Sunday, April 12, 2009
Massacre at Mountain Meadows by Ronald W. Walker
This nearly exhaustive account of the slaughter of 120 members of the Francher-Baker immigrant train in the Utah territory on September 11, 1857 was co-authored by the assistant historian and director of the museum of the Church of the Latter-day Saints.
After several days of siege members of the Francher-Baker party- who had been moving through Mormon territory to California- were lured out of their encirclement with promises of free passage and then systematically slaughtered, only 17 children deemed too young to testify coherently against the perpetrators were spared.
Only one man- John D. Lee- was eventually prosecuted, convicted and punished for this crime. He was taken to Mountain Meadows for execution. In his final words Lee said nothing about the fears, the rumors, the mistaken beliefs, the bad timing, the poor communication, the leadership failures, the violent times, the unintended consequences of the Utah War- and the simple bad luck- that led to the massacre. He said nothing about such things as guilt, crime, and redemption- how he and others in the massacre represented human struggle in a large and horrible way... John D. Lee sat erect on his coffin, hands on his head, his chest thrust out. "Don't let them mangle my body," he said to the marshal.
At exactly 11:00 am, five balls tore through Lee and left a skipping patter on the grass behind.
For the most part, the men who committed the atrocity at Mountain Meadows were neither fanatics nor sociopaths, but normal and in many respects decent people.
' For such crimes against humanity to occur certain social factors must be in place, and often there are three.
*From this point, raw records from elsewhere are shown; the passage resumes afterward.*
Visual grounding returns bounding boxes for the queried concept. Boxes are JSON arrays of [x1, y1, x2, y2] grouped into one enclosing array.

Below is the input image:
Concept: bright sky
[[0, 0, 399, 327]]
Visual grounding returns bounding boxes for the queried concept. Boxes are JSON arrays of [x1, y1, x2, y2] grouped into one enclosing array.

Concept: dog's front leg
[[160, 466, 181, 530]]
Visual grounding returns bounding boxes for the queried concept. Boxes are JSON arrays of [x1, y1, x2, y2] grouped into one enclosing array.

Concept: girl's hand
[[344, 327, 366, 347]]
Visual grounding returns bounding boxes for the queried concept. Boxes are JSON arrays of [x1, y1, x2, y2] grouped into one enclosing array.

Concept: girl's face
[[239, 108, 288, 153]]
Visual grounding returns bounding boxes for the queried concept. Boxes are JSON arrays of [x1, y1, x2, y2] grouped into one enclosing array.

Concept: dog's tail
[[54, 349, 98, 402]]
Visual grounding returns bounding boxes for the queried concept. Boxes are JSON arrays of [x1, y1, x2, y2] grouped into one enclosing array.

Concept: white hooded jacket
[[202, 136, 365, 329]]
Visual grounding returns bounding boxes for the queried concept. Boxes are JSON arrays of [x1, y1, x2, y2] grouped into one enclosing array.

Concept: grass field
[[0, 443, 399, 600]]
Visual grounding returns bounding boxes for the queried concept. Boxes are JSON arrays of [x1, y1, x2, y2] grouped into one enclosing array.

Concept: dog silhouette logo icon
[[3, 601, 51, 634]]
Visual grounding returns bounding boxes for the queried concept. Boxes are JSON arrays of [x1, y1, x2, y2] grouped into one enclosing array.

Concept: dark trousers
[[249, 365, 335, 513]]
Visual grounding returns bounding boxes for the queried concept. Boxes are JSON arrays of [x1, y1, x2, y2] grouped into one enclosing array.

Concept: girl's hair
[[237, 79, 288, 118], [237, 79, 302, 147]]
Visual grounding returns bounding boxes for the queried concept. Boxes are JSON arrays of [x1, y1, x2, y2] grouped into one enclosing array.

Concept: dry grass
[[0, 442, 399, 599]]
Most ordinary people readily allow the dictates of the authorities to trump their own moral instincts, one scholar wrote, summarizing a half century of experimental and historical experience. The second [factor] is conformity. Few people have the courage to go against the crowd. The third is the dehumanization of the victims. Ordinarily, there is no conspiracy. "Orders, peer expectations and dehumanization need not be explicit to have a powerful effect. In adversarial settings...subtle clues and omissions- the simple failure of authorities to send frequent, clear and consistent messages about appropriate behavior, for instance- can be as powerful as direct orders.'(Stanley Milgram).